The event, Kreisman’s first major conference since launching in 2013, seeks to bring rigorous analysis and testing to a broad range of issues, including land use, historic preservation, the mortgage market, fair and affordable housing, and innovations in lease incentives. Several top policymakers and practitioners—including Brian Brooks, ’94, the Executive Vice President, General Counsel, and Corporate Secretary of Fannie Mae—will lead discussions among scholars from the University of Chicago, Harvard, Yale, Dartmouth, Columbia, and other institutions, drawing on diverse perspectives to test ideas and challenge assumptions.

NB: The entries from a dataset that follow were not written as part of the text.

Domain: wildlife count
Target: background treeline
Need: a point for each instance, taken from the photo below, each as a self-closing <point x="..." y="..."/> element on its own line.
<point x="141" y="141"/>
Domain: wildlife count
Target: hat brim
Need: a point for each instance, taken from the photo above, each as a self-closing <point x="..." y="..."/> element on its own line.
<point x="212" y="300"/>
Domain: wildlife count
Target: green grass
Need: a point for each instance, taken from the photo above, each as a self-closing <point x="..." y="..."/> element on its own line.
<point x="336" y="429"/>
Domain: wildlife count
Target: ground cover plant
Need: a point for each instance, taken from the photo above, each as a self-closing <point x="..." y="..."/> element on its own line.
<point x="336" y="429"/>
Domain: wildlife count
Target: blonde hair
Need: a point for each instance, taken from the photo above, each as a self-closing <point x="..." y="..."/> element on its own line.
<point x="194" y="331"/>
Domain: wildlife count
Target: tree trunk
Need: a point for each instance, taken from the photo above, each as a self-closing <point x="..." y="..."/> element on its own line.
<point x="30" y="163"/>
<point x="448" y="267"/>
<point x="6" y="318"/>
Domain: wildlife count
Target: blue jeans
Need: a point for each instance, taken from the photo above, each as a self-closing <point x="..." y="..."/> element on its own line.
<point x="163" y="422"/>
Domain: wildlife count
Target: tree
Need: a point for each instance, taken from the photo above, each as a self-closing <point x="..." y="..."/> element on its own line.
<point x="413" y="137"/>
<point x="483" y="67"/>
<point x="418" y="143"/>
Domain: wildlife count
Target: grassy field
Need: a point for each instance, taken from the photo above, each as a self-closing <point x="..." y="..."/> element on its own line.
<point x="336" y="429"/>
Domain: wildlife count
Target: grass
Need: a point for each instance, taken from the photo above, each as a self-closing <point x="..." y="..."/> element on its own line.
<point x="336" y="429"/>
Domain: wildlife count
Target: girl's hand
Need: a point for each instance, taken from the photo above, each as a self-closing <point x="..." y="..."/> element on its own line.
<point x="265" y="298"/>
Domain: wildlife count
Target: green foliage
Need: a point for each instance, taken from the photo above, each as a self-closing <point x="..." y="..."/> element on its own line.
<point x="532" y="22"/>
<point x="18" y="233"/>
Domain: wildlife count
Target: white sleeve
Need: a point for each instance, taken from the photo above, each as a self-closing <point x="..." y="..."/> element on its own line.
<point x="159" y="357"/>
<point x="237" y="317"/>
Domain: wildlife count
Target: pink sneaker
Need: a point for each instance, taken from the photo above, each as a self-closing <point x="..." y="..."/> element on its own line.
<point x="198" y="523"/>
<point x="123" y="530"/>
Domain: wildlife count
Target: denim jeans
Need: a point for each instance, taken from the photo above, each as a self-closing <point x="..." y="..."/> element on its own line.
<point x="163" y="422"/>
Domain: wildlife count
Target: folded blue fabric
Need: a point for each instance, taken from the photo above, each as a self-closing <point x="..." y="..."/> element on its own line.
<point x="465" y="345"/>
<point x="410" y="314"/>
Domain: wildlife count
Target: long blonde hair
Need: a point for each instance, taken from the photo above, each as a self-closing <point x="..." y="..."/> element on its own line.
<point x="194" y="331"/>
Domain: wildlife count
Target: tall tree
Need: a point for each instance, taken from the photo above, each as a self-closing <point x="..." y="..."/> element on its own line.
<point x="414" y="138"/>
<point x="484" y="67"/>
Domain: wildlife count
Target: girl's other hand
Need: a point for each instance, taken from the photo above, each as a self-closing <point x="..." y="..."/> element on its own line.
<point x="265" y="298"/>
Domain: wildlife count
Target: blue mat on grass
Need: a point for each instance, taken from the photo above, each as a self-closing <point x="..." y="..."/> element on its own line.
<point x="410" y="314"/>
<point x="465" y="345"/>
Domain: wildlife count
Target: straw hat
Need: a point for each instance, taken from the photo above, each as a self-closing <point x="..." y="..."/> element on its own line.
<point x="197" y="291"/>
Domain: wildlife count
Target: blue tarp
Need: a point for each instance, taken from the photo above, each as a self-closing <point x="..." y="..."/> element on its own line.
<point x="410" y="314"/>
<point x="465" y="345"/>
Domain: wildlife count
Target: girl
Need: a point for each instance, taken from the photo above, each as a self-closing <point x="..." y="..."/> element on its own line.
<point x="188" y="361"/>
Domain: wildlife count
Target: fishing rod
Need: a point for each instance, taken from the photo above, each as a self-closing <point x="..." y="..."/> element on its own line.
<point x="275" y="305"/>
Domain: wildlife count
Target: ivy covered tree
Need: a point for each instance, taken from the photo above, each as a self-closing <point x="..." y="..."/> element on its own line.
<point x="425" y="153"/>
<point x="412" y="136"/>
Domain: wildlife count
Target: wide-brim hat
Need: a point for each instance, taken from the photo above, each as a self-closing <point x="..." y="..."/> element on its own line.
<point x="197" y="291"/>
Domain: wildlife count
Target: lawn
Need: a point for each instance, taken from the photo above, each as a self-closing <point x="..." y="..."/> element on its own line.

“We’re bringing together many threads of pathbreaking research on housing and housing finance, as well as diverse viewpoints, so that ideas can be refined through discussion and criticism. The broad-ranging scope of the conference offers opportunities to examine interactions between different pieces of the housing puzzle,” said Fennell, Max Pam Professor of Law and Ronald H. Coase Research Scholar. “At its core, this conference is about making connections—between different facets of housing law and policy, between different disciplinary approaches to housing issues, between academics and policymakers and practitioners, and between the lessons of the past and adaptations for the future.”
The conference papers—the final versions of which will be published by Cambridge University Press in a forthcoming volume, Evidence and Innovation in Housing Law and Policy—will include both empirical and theoretical contributions and will reflect the interactions and feedback generated at the conference. The work will examine how housing policy and finance interacts with changes in cities, infrastructure, and transportation. It will also dig into the ways housing interacts with larger social structures.
Among the contributions will be Historic Preservation and Its Even Less Authentic Alternative, a paper by Lior Strahilevitz, the Sidley Austin Professor of Law. Strahilevitz’s paper examines the use of entirely contrived history on commemorative plaques throughout The Villages, Florida – America’s fastest growing community. Strahilevitz suggests that the differences between fake history in The Villages and traditional historic preservation may be merely matters of degree, and he examines how historic preservation and fake history can affect neighborhood residential demographics in similar ways.
“I am very excited about getting feedback on my project from so many of the nation’s leading thinkers on housing law and policy, and I look forward to reflecting on and debating all the great scholarship that they’ll be contributing to the volume,” Strahilevitz said.
Fennell said she hopes the conference and associated volume will offer a springboard upon which new research and policy prescriptions can build. Kreisman has an open-access arrangement with Cambridge University Press that will enable anyone to download the book for free—an important step toward ensuring that the ideas generated by the conference have continuing broad influence on policies that are central to human experience.
“The ability of people to flourish and to have access to important opportunities for personal and financial development depend in very basic ways on their housing situation,” Fennell said. “The fallout from displacement, made vivid during the foreclosure crisis, is just one example of how housing law and policy translates into real human and social consequences. Finding ways to do housing better should be a top priority.”